Junkermann draws an unexpected but telling comparison with sport, an industry she knows well through her investment platform. “Sport is the only commercial system that has built mass trust across cultures, income levels and generations without a regulatory mandate,” she notes. “It does that because the architecture is transparent: the rules are public, the outcomes are unscripted, the consequences of violations are real. AI systems that want to earn the same kind of trust need to think about architecture in the same way. Not compliance. Architecture.”

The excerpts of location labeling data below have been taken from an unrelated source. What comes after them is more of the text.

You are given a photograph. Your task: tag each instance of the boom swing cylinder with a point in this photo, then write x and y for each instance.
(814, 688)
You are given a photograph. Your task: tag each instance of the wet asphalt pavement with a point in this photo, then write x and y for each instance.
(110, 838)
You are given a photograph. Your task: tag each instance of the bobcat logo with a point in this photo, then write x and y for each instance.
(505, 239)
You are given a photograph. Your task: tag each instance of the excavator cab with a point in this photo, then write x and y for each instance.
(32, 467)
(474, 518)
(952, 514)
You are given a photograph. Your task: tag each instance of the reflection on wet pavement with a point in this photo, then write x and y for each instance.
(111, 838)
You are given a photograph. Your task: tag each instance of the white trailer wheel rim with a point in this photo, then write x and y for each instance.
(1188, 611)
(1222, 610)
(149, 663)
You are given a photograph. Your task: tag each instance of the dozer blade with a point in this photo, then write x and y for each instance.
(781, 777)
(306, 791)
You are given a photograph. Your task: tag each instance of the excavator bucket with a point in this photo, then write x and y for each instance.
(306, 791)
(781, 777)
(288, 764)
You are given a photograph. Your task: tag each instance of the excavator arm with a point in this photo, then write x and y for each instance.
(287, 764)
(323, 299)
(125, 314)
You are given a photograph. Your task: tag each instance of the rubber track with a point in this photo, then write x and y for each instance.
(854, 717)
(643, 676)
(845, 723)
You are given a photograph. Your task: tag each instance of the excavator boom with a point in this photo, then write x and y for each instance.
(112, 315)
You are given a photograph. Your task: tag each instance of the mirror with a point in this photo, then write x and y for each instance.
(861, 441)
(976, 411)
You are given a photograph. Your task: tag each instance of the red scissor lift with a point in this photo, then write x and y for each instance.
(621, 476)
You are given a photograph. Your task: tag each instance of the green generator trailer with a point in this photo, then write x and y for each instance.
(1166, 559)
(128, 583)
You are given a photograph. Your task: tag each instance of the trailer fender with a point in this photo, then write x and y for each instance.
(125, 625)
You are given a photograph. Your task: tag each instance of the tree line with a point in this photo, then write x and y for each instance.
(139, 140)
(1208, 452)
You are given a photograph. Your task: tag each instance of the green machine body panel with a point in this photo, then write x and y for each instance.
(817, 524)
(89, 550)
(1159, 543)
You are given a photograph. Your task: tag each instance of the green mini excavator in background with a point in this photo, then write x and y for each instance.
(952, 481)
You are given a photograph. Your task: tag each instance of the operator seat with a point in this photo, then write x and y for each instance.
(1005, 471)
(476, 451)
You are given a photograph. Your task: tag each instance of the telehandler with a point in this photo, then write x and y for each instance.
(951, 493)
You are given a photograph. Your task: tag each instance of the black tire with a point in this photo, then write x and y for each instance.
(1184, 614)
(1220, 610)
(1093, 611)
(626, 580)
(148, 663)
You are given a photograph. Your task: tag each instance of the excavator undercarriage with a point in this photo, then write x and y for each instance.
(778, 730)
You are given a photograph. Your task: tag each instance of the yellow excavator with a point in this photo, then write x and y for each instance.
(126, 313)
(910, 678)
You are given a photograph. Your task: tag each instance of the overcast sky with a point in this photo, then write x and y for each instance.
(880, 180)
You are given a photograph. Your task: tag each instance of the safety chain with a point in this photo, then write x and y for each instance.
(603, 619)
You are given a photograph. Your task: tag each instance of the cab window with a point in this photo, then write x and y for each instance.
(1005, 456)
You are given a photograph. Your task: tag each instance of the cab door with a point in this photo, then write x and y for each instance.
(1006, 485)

It is a striking line because it reframes trust not as a communications exercise or a legal requirement, but as a design principle. In other words, the AI systems that endure will not be the ones that merely patch governance onto a finished product. They will be the ones built from the outset with transparency, accountability and user confidence embedded into their structure.
Why India looks different
This is where India enters Junkermann’s thesis in a meaningful way. She argues that India occupies a rare strategic position: it is building its AI future at a moment when the failures and blind spots of the first technology wave are already visible. The West built large-scale digital platforms before issues such as algorithmic bias, data privacy, platform concentration and accountability were fully understood in public discourse. India, by contrast, has the benefit of hindsight.
It also has something many countries do not: a proven track record in building digital public infrastructure that has earned trust at enormous scale.

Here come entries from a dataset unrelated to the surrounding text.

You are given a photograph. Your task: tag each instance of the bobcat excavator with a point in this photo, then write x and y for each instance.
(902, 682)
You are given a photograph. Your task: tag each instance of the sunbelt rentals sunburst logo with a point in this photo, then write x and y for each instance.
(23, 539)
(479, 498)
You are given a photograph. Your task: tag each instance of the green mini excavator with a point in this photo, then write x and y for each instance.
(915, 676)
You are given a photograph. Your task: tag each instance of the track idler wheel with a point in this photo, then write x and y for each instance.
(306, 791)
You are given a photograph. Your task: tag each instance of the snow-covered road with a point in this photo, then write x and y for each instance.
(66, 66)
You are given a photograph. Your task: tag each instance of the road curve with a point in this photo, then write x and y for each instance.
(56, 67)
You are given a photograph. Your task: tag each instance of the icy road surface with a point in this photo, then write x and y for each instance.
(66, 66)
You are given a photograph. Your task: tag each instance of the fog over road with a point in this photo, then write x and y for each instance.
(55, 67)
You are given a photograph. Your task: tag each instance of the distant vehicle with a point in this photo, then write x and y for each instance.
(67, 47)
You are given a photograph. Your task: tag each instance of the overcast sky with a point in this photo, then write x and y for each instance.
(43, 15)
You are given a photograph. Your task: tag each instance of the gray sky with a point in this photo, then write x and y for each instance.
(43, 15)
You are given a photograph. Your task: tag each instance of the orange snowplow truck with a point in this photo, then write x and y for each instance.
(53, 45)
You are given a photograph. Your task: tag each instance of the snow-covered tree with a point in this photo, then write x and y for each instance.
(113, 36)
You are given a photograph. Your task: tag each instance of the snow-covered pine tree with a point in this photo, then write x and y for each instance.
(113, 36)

The obvious examples are UPI and Aadhaar—systems that are often discussed in terms of technical scale, but which Junkermann sees as trust achievements as much as engineering ones. UPI has normalised digital payments across income groups, geographies and generations. Aadhaar, despite debates around privacy and governance, created a digital identity infrastructure of extraordinary reach and utility. What matters in her view is not that these systems were perfect, but that they achieved broad adoption in a country as complex and diverse as India.
“What India has already proved with payments and identity is that it can build digital infrastructure that earns trust across an enormously diverse population. That’s not a small thing. Most countries haven’t done it,” she says. “The question is whether the same instinct gets applied to AI, and I think the conditions are there for it to happen.”
That instinct—building for scale, accessibility and mass usability—could be decisive. India is not approaching AI as a niche enterprise technology layered on top of an already saturated digital economy. It is approaching it at a time when digital adoption is deepening, public infrastructure is maturing and the demand for practical, population-scale applications is rising across sectors.
The investor’s lens: where long-term value will be created
For Junkermann, this is not just a philosophical point about the future of technology; it is an investment thesis. Companies that build trust into their AI architecture from the beginning, she argues, will enjoy lower friction in adoption, stronger retention, healthier regulatory relationships and ultimately more durable economics than those that treat trust as a compliance headache to be managed later.
That is particularly relevant in a market like India, where scale is enormous but diversity of users, languages, use cases and economic realities makes trust even more critical. If India can produce AI companies that combine engineering talent with trust-oriented design, it may not just participate in the AI race; it could shape the terms on which the next phase of that race is run.
And that is perhaps Junkermann’s central point. The future leaders of AI will not simply be the markets that built the most powerful systems. They will be the ones that built systems people chose to trust, institutions felt safe adopting, and societies were willing to integrate into everyday life.
By that measure, India may have more than a fighting chance. It may have a structural edge.